Lesson 2: More does not mean success
It’s been reported that Apple spent over ten billion dollars on Project Titan and that over 2000 people were working on it before it was canceled. With a market cap of over two trillion dollars, a billion dollars a year isn’t even a rounding error. But it’s still an eye-popping number, which makes Apple’s decision to cut its losses downright courageous.
What you can do: Be on guard for the sunk-cost fallacy. It’s easy to believe that you’ll eventually succeed if you keep working and pouring resources into a project. That’s not true, as Apple experienced. And in the rare cases when it is, executives are often left wondering if the success was worth the cost.
Lesson 3: Pivot based on data, not opinions
At least four different executives led Project Titan during its decade in development, and each leader brought their own vision for what the Apple Car should be. First, it was an electric vehicle with driver assistance that would compete with Tesla. Next, it was a self-driving car to compete with Google’s WayMo. Then, plans for fully autonomous driving were canceled. Finally, the team returned to its original target of matching Tesla’s Level 2 automation.

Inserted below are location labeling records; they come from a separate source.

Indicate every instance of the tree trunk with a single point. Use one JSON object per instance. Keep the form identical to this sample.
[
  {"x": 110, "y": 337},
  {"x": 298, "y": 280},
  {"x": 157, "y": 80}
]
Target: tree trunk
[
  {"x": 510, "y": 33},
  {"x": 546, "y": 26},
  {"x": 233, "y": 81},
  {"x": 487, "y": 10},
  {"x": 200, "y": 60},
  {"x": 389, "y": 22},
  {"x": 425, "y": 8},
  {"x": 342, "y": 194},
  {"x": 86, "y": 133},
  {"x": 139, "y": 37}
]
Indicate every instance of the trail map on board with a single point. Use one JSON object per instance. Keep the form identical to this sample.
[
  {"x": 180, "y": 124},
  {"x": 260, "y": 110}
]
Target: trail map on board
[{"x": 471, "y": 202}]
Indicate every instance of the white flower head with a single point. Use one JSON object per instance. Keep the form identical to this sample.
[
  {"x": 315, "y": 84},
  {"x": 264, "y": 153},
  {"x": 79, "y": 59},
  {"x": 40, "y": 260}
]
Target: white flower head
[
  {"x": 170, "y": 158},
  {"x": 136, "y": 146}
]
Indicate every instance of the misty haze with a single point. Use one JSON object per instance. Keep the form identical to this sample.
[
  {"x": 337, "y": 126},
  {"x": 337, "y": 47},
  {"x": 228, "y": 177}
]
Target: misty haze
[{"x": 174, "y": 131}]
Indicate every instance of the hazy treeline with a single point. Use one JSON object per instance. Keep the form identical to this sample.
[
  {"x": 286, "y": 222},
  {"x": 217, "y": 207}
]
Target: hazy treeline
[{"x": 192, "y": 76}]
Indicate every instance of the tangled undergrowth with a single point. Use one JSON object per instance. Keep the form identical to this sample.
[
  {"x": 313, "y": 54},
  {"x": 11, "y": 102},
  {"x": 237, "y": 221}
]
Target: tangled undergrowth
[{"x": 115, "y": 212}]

Changes in project objectives, strategies, and execution plans are necessary for innovation, so there’s nothing obviously wrong with these pivots. But the fact that they tended to happen when a new leader was appointed (and that Jony Ive caused an 18-month hiring freeze simply by expressing “displeasure”) makes me question how data-based these pivots actually were
What you can do: Be willing to change but have a high standard for what is required to cause a change. Data, even qualitative and anecdotal data, should be seriously considered. The opinion of a single executive, not so much.
Lesson 4: Dream big, build small
Apple certainly dreamed big with its aspirations to build a fully semi-autonomous vehicle and it poured billions into developing and testing the sensors, batteries, and partnership required to make it a reality. But it was never all-or-nothing in its pursuit of the automotive industry. Apple introduced CarPlay the same year it kicked off Project Titan, and it continues to offer regular updates to the system. Car Key was announced in 2020 and is now offered by BMW, Genesis, Hyundai, and Kia.
What you can do: Take a portfolio approach towards your overall innovation portfolio (Apple kept working on the iPhone, iPad, Apple Watch, and Vision Pro) and within each project. It’s not unusual that a part of the project turns out to be more valuable than the whole project.
Lesson 5: ___________________________
Yes, that is a fill-in-the-blank because I want to hear from you. What lesson are you taking away from Project Titan’s demise, and how will it make you a better innovator?